This cumulative dissertation is dedicated to the question of the educational significance of hybrid materialities, which, as digital-material things and environments based on informatization and auto-operative designs, increasingly prefigure everyday practices and help to structure self and world relations. This is examined with good reason using the example of music technologies. The submitted essays
present research results from the context of the joint research project Musical Interface Designs: Augmented Creativity and Connectivity (BMBF 2017-2022). They are embedded and contextualized in terms of research logic by a detailed framework text.
In the broadest sense, the work ties in with the discourse on the educational and pedagogical significance of things, whereby, in view of the hybrid, digital-material things and environments examined, some perspective updates with general pedagogical relevance are introduced. The work focuses in particular on the question of how the interactive hybrid designs of ›music-making things‹ contribute to subjecti-
vation processes. This is followed by questions about the associated challenges and opportunities for the education sector. The four essays address different aspects of the tense relationship between the designs and affordances of interactive things, the associated subjectivation processes, their novel socio-technical character and their institutionalization in educational policy. The framework text explains the research logic and the fundamental perspectives of the work with reference to discourses in the field and thematically related disciplines.
The cultural-historical contextualization of hybrid music-making things and their interactive designs makes them visible as part of a broader development that has also influenced educational theory itself and can be subsumed under the buzzword of a polyvalent social ›cybernetization‹. As part of this development, which also includes digitalization and the subsequent discourse about the post-digital, new understandings of education and the self are emerging that are no longer necessarily aimed at processes of (self-)reflection but are rather post-humanist in their core configuration. From a genealogical perspective, two strands emerge within the ›cybernetic dispositive‹ – a representational and a corporeal-performative one – which represent two ways of interpreting this dispositive, relating to it and shaping it. The two strands not only open up different individual and collective development possibilities, but also span different normative horizons.

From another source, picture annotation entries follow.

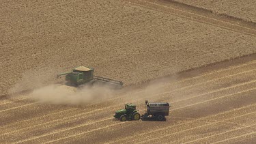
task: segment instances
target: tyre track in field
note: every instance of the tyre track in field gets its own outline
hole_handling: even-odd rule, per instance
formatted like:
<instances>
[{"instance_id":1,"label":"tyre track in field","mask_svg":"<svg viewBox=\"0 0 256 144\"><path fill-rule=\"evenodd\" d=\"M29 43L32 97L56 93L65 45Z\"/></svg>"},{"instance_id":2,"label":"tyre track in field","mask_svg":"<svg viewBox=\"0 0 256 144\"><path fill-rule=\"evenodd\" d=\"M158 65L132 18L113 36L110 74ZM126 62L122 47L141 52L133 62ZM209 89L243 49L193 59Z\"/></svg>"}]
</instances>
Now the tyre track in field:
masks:
<instances>
[{"instance_id":1,"label":"tyre track in field","mask_svg":"<svg viewBox=\"0 0 256 144\"><path fill-rule=\"evenodd\" d=\"M250 76L250 75L249 75ZM208 93L203 93L203 94L201 94L201 95L199 95L199 96L192 96L191 98L198 98L198 97L200 97L200 96L205 96L205 95L208 95L208 94L210 94L210 93L216 93L216 92L218 92L218 91L223 91L223 90L225 90L225 89L231 89L231 88L233 88L233 87L240 87L240 86L243 86L243 85L248 85L248 84L251 84L251 83L254 83L255 82L255 81L249 81L249 82L246 82L246 83L240 83L240 84L238 84L238 85L233 85L233 86L231 86L231 87L227 87L227 88L225 88L225 89L217 89L217 90L215 90L215 91L212 91L212 92L210 91L210 92L208 92ZM141 99L143 99L143 98L142 98ZM189 100L190 98L188 98L188 99L182 99L182 100L177 100L177 101L174 101L173 102L173 104L174 104L174 103L176 103L176 102L181 102L181 101L184 101L184 100ZM106 109L106 108L104 108L104 109ZM111 108L109 108L109 109L111 109ZM100 110L102 110L102 109L100 109L100 110L96 110L96 111L93 111L93 112L95 112L95 111L100 111ZM70 110L65 110L65 113L67 114L67 113L70 113L70 114L68 114L68 115L72 115L72 114L74 114L74 113L78 113L78 114L76 114L76 115L74 115L74 117L81 117L81 116L83 116L83 115L87 115L87 114L89 114L87 112L85 112L85 113L83 113L84 112L83 112L83 111L74 111L74 109L70 109ZM70 113L71 112L71 113ZM61 112L61 113L62 113L62 112ZM70 116L70 117L68 117L67 118L63 118L63 119L59 119L59 120L57 120L57 119L56 119L56 117L48 117L48 116L50 116L50 115L51 115L51 116L55 116L56 114L57 114L58 113L57 112L57 113L55 113L54 114L48 114L48 115L47 115L47 117L48 117L48 119L54 119L54 121L49 121L49 122L46 122L46 123L41 123L41 122L43 122L43 121L42 121L42 119L44 119L44 116L43 117L35 117L35 118L33 118L33 119L29 119L29 120L25 120L25 121L23 121L24 122L29 122L29 124L31 124L31 123L33 123L33 121L37 121L37 122L40 122L40 124L39 124L39 125L36 125L36 124L34 124L34 126L35 127L37 127L37 126L42 126L43 124L51 124L51 123L52 123L52 122L56 122L57 121L61 121L61 120L63 120L63 119L69 119L69 118L71 118L71 117L73 117L73 116ZM58 113L58 114L61 114L61 113ZM65 113L63 113L63 116L64 115L65 115ZM20 127L20 126L22 126L22 127L25 127L26 126L26 125L21 125L20 124L21 123L19 121L19 122L18 122L18 123L16 123L16 124L16 124L16 126L15 126L15 128L19 128ZM14 125L14 124L12 124L12 125L10 125L10 126L15 126L15 125ZM10 127L10 126L9 126ZM5 128L8 128L7 126L5 126ZM33 127L33 128L35 128L35 127ZM30 127L29 127L29 128L30 128ZM20 130L14 130L14 131L12 131L12 130L9 130L9 132L5 132L5 134L11 134L11 133L14 133L14 132L19 132L19 131L21 131L21 130L26 130L26 128L25 129L24 129L24 128L22 128L22 129L20 129Z\"/></svg>"},{"instance_id":2,"label":"tyre track in field","mask_svg":"<svg viewBox=\"0 0 256 144\"><path fill-rule=\"evenodd\" d=\"M217 113L215 115L208 115L205 116L201 118L197 118L193 120L189 120L188 121L185 121L181 124L177 124L173 125L171 125L170 126L167 127L162 127L161 126L159 125L159 127L157 129L154 129L154 130L150 130L150 131L147 131L145 132L139 132L138 134L134 134L133 136L127 136L123 139L119 139L118 140L113 141L109 141L108 143L127 143L130 141L130 140L132 139L141 139L141 141L144 141L140 138L144 138L145 139L148 139L147 137L152 138L152 137L156 137L156 136L152 136L151 135L149 135L150 134L155 135L158 132L160 132L162 130L168 130L169 128L176 128L177 132L180 130L186 130L187 128L187 126L190 126L190 124L193 124L194 123L198 122L198 121L203 121L205 122L205 124L209 124L209 122L216 122L216 121L219 121L220 120L223 120L223 119L233 119L234 117L242 117L243 116L247 115L251 115L253 113L255 113L255 110L256 110L256 104L251 104L248 106L238 108L236 109L232 109L229 110L227 111L224 111L220 113ZM230 116L231 117L230 117ZM156 123L156 125L158 124ZM191 127L191 126L190 126ZM192 126L192 128L194 128ZM173 133L172 131L171 134ZM158 139L158 138L156 138Z\"/></svg>"},{"instance_id":3,"label":"tyre track in field","mask_svg":"<svg viewBox=\"0 0 256 144\"><path fill-rule=\"evenodd\" d=\"M256 112L255 112L256 113ZM252 113L248 115L245 115L245 117L236 117L235 119L236 119L239 121L246 121L247 117L255 117L255 113ZM226 125L225 124L229 124L228 121L230 119L227 119L225 121L213 121L210 122L207 125L205 124L205 126L198 126L195 128L192 128L192 129L188 129L188 130L184 130L179 131L178 132L175 132L174 134L171 134L171 137L169 139L162 139L162 143L166 143L167 141L171 141L170 143L186 143L185 142L187 142L188 139L191 139L191 137L187 138L186 137L186 135L192 135L195 136L195 134L200 134L203 133L204 134L208 134L208 136L205 136L207 138L210 138L212 136L214 136L213 138L213 141L210 141L210 139L207 139L205 141L203 142L200 142L200 143L210 143L216 141L217 139L220 139L221 136L224 137L230 137L233 136L235 134L239 133L239 134L245 134L248 132L251 132L252 130L254 130L255 128L253 128L253 126L255 126L255 120L253 119L250 121L246 121L246 125L247 126L241 126L239 128L235 128L232 125ZM215 123L217 122L217 123ZM228 129L228 130L226 130L225 132L220 132L219 130L226 130ZM169 133L168 131L165 131L165 133L167 134ZM169 132L168 134L171 134L171 133ZM170 135L171 136L171 135ZM198 136L195 136L195 137L192 137L193 139L198 139ZM202 136L199 136L202 137ZM173 139L175 138L175 139ZM179 139L178 141L175 141L175 139ZM189 142L187 142L189 143ZM197 142L199 143L199 142ZM192 143L192 142L189 143Z\"/></svg>"},{"instance_id":4,"label":"tyre track in field","mask_svg":"<svg viewBox=\"0 0 256 144\"><path fill-rule=\"evenodd\" d=\"M221 143L227 143L227 141L228 141L234 140L234 139L239 139L239 138L243 138L243 137L246 137L246 136L249 136L251 135L252 135L253 136L250 137L248 139L252 139L252 138L256 137L256 131L252 132L249 132L249 133L246 133L246 134L242 134L242 135L238 135L238 136L236 136L231 137L231 138L226 139L224 139L224 140L222 140L222 141L216 141L216 142L214 142L214 143L212 143L213 144ZM242 140L245 140L245 139L242 139ZM234 142L236 142L236 141L240 141L241 140L234 141L232 143L234 143Z\"/></svg>"},{"instance_id":5,"label":"tyre track in field","mask_svg":"<svg viewBox=\"0 0 256 144\"><path fill-rule=\"evenodd\" d=\"M255 113L256 113L256 111L255 111L255 112L251 112L251 113L246 113L246 114L242 114L242 115L237 115L237 116L236 116L236 117L231 117L231 118L227 118L227 119L223 119L223 120L221 120L221 121L215 121L215 122L210 122L210 124L206 124L206 125L210 125L210 124L217 124L217 123L220 123L220 122L222 122L222 121L226 121L226 120L229 120L229 119L235 119L235 118L238 118L238 117L244 117L244 116L246 116L246 115L251 115L251 114L255 114ZM120 124L120 123L119 123ZM122 124L122 123L121 123L121 124ZM129 126L129 124L128 124L128 126ZM203 126L206 126L206 125L203 125ZM111 126L111 125L110 125L110 126ZM115 126L115 125L114 125L114 126ZM102 129L102 128L100 128L100 129ZM102 128L102 129L104 129L104 128ZM79 133L79 134L73 134L73 135L72 135L71 136L72 136L72 137L74 137L74 136L81 136L81 135L82 135L82 134L85 134L85 133L87 133L87 132L81 132L81 133ZM61 138L60 139L58 139L57 141L59 141L59 140L63 140L63 139L68 139L68 138L70 138L70 136L61 136ZM156 138L157 139L157 138ZM143 143L144 143L145 141L143 141Z\"/></svg>"},{"instance_id":6,"label":"tyre track in field","mask_svg":"<svg viewBox=\"0 0 256 144\"><path fill-rule=\"evenodd\" d=\"M97 110L96 110L96 111L97 111ZM91 113L94 113L94 112L95 112L96 111L93 111L93 112L91 112ZM89 115L89 113L86 113L87 115ZM85 116L86 116L85 115ZM79 119L79 118L81 118L81 119L83 119L83 117L81 117L82 115L79 115L80 117L76 117L76 119L74 119L74 121L77 121L77 119ZM113 119L113 118L110 118L110 119ZM55 124L55 123L57 121L60 121L60 120L61 120L61 123L62 124L62 123L63 123L63 122L68 122L68 121L70 121L70 119L59 119L59 120L55 120L54 121L49 121L49 122L47 122L47 124L42 124L40 126L34 126L34 127L29 127L29 128L25 128L25 129L22 129L22 130L16 130L16 131L14 131L14 132L9 132L9 133L5 133L5 134L8 134L8 135L10 135L11 133L14 133L14 132L20 132L20 131L25 131L25 130L27 129L27 130L30 130L30 129L33 129L33 130L36 130L37 129L35 129L35 127L37 127L37 126L42 126L42 125L45 125L45 124L50 124L50 123L54 123L54 124ZM65 120L65 121L63 121L63 120ZM53 125L48 125L48 126L46 126L46 128L47 127L53 127L53 126L54 126L54 124ZM80 126L80 125L79 125ZM79 128L80 126L75 126L75 127L72 127L72 128L70 128L69 129L65 129L65 130L61 130L60 132L63 132L63 131L66 131L66 130L72 130L72 129L74 129L74 128ZM85 125L82 125L82 126L89 126L89 124L85 124ZM45 129L46 128L45 127L44 127L44 129ZM51 135L51 134L57 134L57 133L59 133L58 132L58 131L57 131L57 132L49 132L49 133L48 133L48 134L43 134L43 135L42 135L42 136L35 136L35 137L34 137L34 138L31 138L31 139L29 139L29 141L30 140L33 140L33 139L38 139L38 138L40 138L40 137L44 137L44 136L49 136L49 135ZM14 134L14 136L18 136L18 134L17 135L17 134Z\"/></svg>"},{"instance_id":7,"label":"tyre track in field","mask_svg":"<svg viewBox=\"0 0 256 144\"><path fill-rule=\"evenodd\" d=\"M255 64L254 63L253 64ZM248 70L251 69L251 68L248 68ZM223 79L223 78L229 78L229 77L231 77L231 76L238 76L239 74L245 74L246 72L253 72L255 71L254 69L253 70L250 70L248 71L242 71L242 72L239 72L239 73L236 73L235 74L229 74L228 76L224 76L224 77L221 77L221 78L215 78L215 79L212 79L212 80L210 80L210 81L204 81L204 82L202 82L202 83L197 83L195 85L188 85L187 87L183 87L180 89L173 89L173 91L167 91L167 92L164 92L164 93L160 93L158 95L156 95L156 96L158 96L158 95L162 95L162 94L166 94L166 93L173 93L174 91L180 91L180 90L182 90L182 89L188 89L188 88L190 88L190 87L195 87L195 86L199 86L199 85L203 85L203 84L206 84L208 83L210 83L210 82L212 82L212 81L218 81L218 80L221 80L221 79ZM216 76L216 74L214 74L214 76ZM225 75L225 74L224 74ZM197 78L199 78L200 79L200 77L197 77ZM188 79L189 80L189 79ZM185 81L186 81L185 79ZM184 82L184 81L182 81ZM177 82L179 83L179 81ZM175 85L177 85L177 83L175 83ZM166 86L166 85L165 85ZM164 87L165 87L164 86ZM167 85L167 86L169 86ZM158 87L159 88L159 87ZM133 94L133 93L132 93ZM136 93L135 93L136 94ZM126 97L126 95L124 95L124 96L121 96L120 97ZM120 98L120 97L117 97L117 98L113 98L113 99L110 99L111 100L116 100L116 99L119 99ZM12 102L13 103L13 102ZM10 111L10 110L13 110L13 109L19 109L19 108L23 108L23 107L25 107L27 106L30 106L30 105L32 105L32 104L38 104L39 102L32 102L32 103L30 103L30 104L24 104L24 105L21 105L21 106L14 106L12 105L11 106L9 106L10 107L11 107L10 109L3 109L3 110L1 110L0 111L0 113L1 112L5 112L5 111ZM2 106L3 107L3 106Z\"/></svg>"},{"instance_id":8,"label":"tyre track in field","mask_svg":"<svg viewBox=\"0 0 256 144\"><path fill-rule=\"evenodd\" d=\"M256 110L255 109L254 109L253 112L246 113L242 114L242 115L238 115L237 116L232 117L231 118L229 117L229 118L224 119L221 119L221 118L220 120L214 120L215 121L214 122L210 122L209 123L209 122L206 121L206 122L205 122L206 124L203 124L203 123L201 124L201 123L200 123L200 121L199 121L199 120L195 121L195 124L192 124L192 126L184 126L184 125L181 126L182 127L184 127L184 129L185 129L185 130L182 130L182 128L179 128L177 130L177 132L173 132L173 130L171 130L171 132L169 132L169 131L165 131L165 132L167 133L167 134L164 134L164 135L162 135L162 133L160 133L159 136L157 136L155 134L154 135L154 136L151 136L151 138L150 137L149 139L147 139L146 140L144 139L143 141L137 143L147 143L147 142L149 142L149 141L152 142L152 141L154 141L154 140L162 139L164 139L165 137L171 136L174 135L174 134L180 134L180 133L182 133L182 132L188 132L189 130L195 130L195 129L197 129L197 128L203 128L203 127L205 127L205 126L212 126L213 124L219 124L219 123L221 123L221 122L224 122L225 121L231 120L233 119L236 119L236 118L238 118L238 117L245 117L246 115L253 115L253 115L256 114ZM198 123L199 121L199 123ZM211 121L211 120L210 120L210 121ZM194 125L196 125L196 126L194 126ZM168 128L170 128L172 126L165 128L165 130L168 130ZM158 130L157 130L157 131L158 131ZM144 138L145 138L145 137L144 137Z\"/></svg>"},{"instance_id":9,"label":"tyre track in field","mask_svg":"<svg viewBox=\"0 0 256 144\"><path fill-rule=\"evenodd\" d=\"M252 82L248 82L248 83L251 83ZM246 84L246 83L245 83L245 84ZM242 84L242 85L244 85L244 84ZM141 99L143 99L143 98L141 98ZM177 101L177 102L179 102L179 101ZM173 102L173 103L175 103L175 102ZM113 107L115 107L115 106L114 106ZM110 108L109 108L109 109L110 109ZM103 109L105 109L105 108L104 108ZM100 111L100 110L102 110L102 109L98 109L98 110L96 110L96 111L92 111L92 113L94 113L94 112L96 112L96 111ZM72 114L72 113L71 113L70 114ZM39 125L33 125L33 126L32 126L32 127L29 127L29 128L23 128L23 129L20 129L20 130L14 130L14 131L10 131L10 132L7 132L7 133L5 133L5 134L12 134L12 133L14 133L14 132L20 132L20 131L22 131L22 130L25 130L26 129L30 129L30 128L35 128L35 127L38 127L38 126L42 126L42 125L45 125L45 124L51 124L51 123L55 123L55 122L57 122L57 121L62 121L62 120L64 120L64 119L69 119L70 118L71 118L71 117L76 117L77 118L77 117L81 117L81 116L83 116L83 115L88 115L88 114L89 114L90 113L87 113L87 112L85 112L85 113L79 113L79 114L78 114L78 115L73 115L73 116L71 116L71 117L64 117L64 118L63 118L63 119L55 119L54 121L48 121L48 122L46 122L46 123L43 123L43 124L39 124ZM55 114L54 114L55 115ZM70 119L69 119L70 120ZM31 119L31 121L38 121L38 119ZM31 121L31 122L32 122ZM65 121L63 121L63 122L65 122ZM18 125L20 125L20 123L18 123ZM20 125L20 126L23 126L23 125Z\"/></svg>"},{"instance_id":10,"label":"tyre track in field","mask_svg":"<svg viewBox=\"0 0 256 144\"><path fill-rule=\"evenodd\" d=\"M192 20L197 21L201 23L207 24L209 25L212 25L221 29L225 29L235 32L238 32L245 35L256 37L256 29L247 27L244 25L239 25L236 23L232 23L231 20L224 21L221 18L217 19L213 16L205 16L203 13L197 14L195 12L191 12L189 11L186 11L184 9L179 9L177 8L166 6L162 2L154 1L154 2L151 2L149 0L119 0L121 1L126 1L128 3L133 3L136 5L145 7L147 8L152 9L153 10L157 10L167 14L171 14L173 15L177 15L180 17L186 18ZM171 5L170 3L170 5ZM200 8L198 8L200 10ZM244 22L245 23L245 22Z\"/></svg>"},{"instance_id":11,"label":"tyre track in field","mask_svg":"<svg viewBox=\"0 0 256 144\"><path fill-rule=\"evenodd\" d=\"M256 81L254 81L254 82ZM248 82L247 83L251 83L252 82ZM243 84L244 85L244 84ZM236 93L235 93L236 94ZM227 96L230 96L230 95ZM143 99L143 98L142 98ZM183 101L184 100L180 100L180 101ZM175 102L178 102L180 101L177 101L177 102L173 102L173 104L175 104ZM208 100L207 100L208 101ZM200 102L199 102L200 103ZM201 102L201 103L203 103ZM113 106L113 107L114 107ZM184 107L181 107L181 108L177 108L176 109L183 109ZM95 110L95 111L92 111L91 112L86 112L86 113L78 113L79 114L76 114L75 115L73 115L73 116L70 116L70 117L64 117L64 118L62 118L62 119L56 119L56 117L53 117L51 119L55 119L53 121L48 121L48 122L46 122L46 123L42 123L42 124L38 124L36 125L35 124L33 124L33 126L29 126L29 127L25 127L25 128L23 128L22 129L19 129L19 130L14 130L14 131L12 131L12 130L10 130L9 132L8 131L6 131L5 130L5 132L0 136L3 136L3 135L10 135L11 134L13 134L13 133L16 133L16 132L21 132L21 131L26 131L26 130L29 130L29 129L34 129L37 127L39 127L39 126L44 126L44 125L48 125L48 124L55 124L55 123L57 123L57 121L61 121L60 123L59 122L58 124L62 124L62 123L66 123L66 122L68 122L68 121L70 121L71 119L70 118L74 118L74 120L77 120L78 119L83 119L83 115L89 115L90 113L94 113L94 112L96 112L96 111L101 111L102 109L104 109L105 111L108 111L106 110L106 109L97 109L97 110ZM175 109L175 110L176 110ZM171 111L175 111L175 110L171 110ZM67 110L68 111L68 110ZM68 114L67 112L64 112L63 113L63 115L66 115L65 114ZM70 114L74 114L72 113L71 113ZM55 115L55 114L53 114L53 115ZM69 115L69 114L68 114ZM49 119L49 118L48 118L48 119ZM29 122L29 124L31 124L31 122L32 121L36 121L37 123L40 123L41 121L39 121L39 119L30 119L30 121L31 121L31 122ZM44 121L42 121L42 122L43 122ZM28 121L24 121L24 122L28 122ZM33 124L33 123L32 123ZM16 124L17 126L16 126L16 127L18 127L18 125L20 126L22 126L23 127L24 126L24 126L24 125L21 125L20 123L18 123ZM32 124L33 125L33 124ZM51 125L51 126L53 126L53 125Z\"/></svg>"},{"instance_id":12,"label":"tyre track in field","mask_svg":"<svg viewBox=\"0 0 256 144\"><path fill-rule=\"evenodd\" d=\"M217 134L215 134L210 135L210 136L202 137L202 138L200 138L200 139L195 139L193 141L186 141L186 143L183 143L184 144L188 144L188 143L195 143L195 142L201 143L206 143L206 142L209 143L210 142L209 139L208 139L209 138L212 138L212 137L214 137L214 136L220 136L220 135L225 134L227 134L229 132L239 131L239 130L243 130L243 129L252 128L253 129L255 129L253 128L253 126L256 126L256 124L254 122L253 124L251 124L251 125L248 125L248 126L241 126L240 128L234 128L234 129L227 130L227 131L225 131L225 132L221 132L221 133L217 133ZM203 142L202 140L205 140L205 141ZM178 142L177 141L173 141L173 143L178 143Z\"/></svg>"},{"instance_id":13,"label":"tyre track in field","mask_svg":"<svg viewBox=\"0 0 256 144\"><path fill-rule=\"evenodd\" d=\"M243 68L243 67L248 67L249 66L252 68L253 68L253 66L256 67L256 65L254 66L255 64L256 64L256 61L250 61L248 63L243 63L243 64L236 66L229 67L227 68L221 69L220 70L217 70L217 71L214 71L214 72L208 72L208 73L203 74L202 75L199 75L199 76L194 76L194 77L191 77L191 78L185 78L185 79L183 79L183 80L181 80L181 81L175 81L173 83L172 83L172 82L165 83L164 85L161 85L160 86L154 86L154 87L152 87L152 89L158 89L160 87L169 86L170 84L171 85L177 85L179 83L186 82L187 81L195 81L201 80L202 81L204 81L203 78L205 76L208 78L211 75L213 76L213 78L215 78L215 77L219 78L220 74L223 75L222 76L225 77L225 76L227 74L226 71L227 71L228 72L230 72L231 74L236 74L236 72L237 72L236 70L240 72L241 70L243 70L242 71L242 70L241 71L244 72L244 70L247 70L247 69L250 70L250 68ZM251 65L253 65L253 66L251 66ZM240 68L240 69L237 69L237 68ZM242 68L244 68L244 69L242 69ZM231 70L233 71L231 72L230 70ZM221 72L223 72L223 73L221 73ZM230 74L229 74L229 76L230 76ZM198 83L198 82L197 82L197 83ZM141 90L141 91L136 91L135 93L134 93L132 94L137 94L137 93L139 93L141 91L143 92L143 91L145 91L145 89ZM127 95L129 95L129 94L131 94L131 93L129 93L128 94L124 94L124 96L121 96L120 97L124 97L124 96L126 96ZM18 101L28 100L29 98L31 98L31 96L23 96L22 98L20 98L20 97L14 98L10 98L10 99L0 100L0 106L7 104L11 104L11 103L16 102L18 102ZM117 98L110 98L109 100L115 100L115 99L117 99Z\"/></svg>"}]
</instances>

Since the processes of subjectivation in the engagement with the hybrid materialities of interactive music-making things are to a large extent mediated physically, a perspective on processes of embodied interactivity is developed with which these can be examined empirically and precisely as socio-technical boundary processes against the background of the cybernetization described above. To designate these forms of subjectivation, in which people and (computational) environments coordinate as closely as possible with each other for reasons of cooperation, the term confluent subjectivation seems to be adequate, whereby the ecological perspective resulting from the environmentality of ubiquitous media technologies is not limited to individuals, but also refers to supra-individual and trans-subjective levels.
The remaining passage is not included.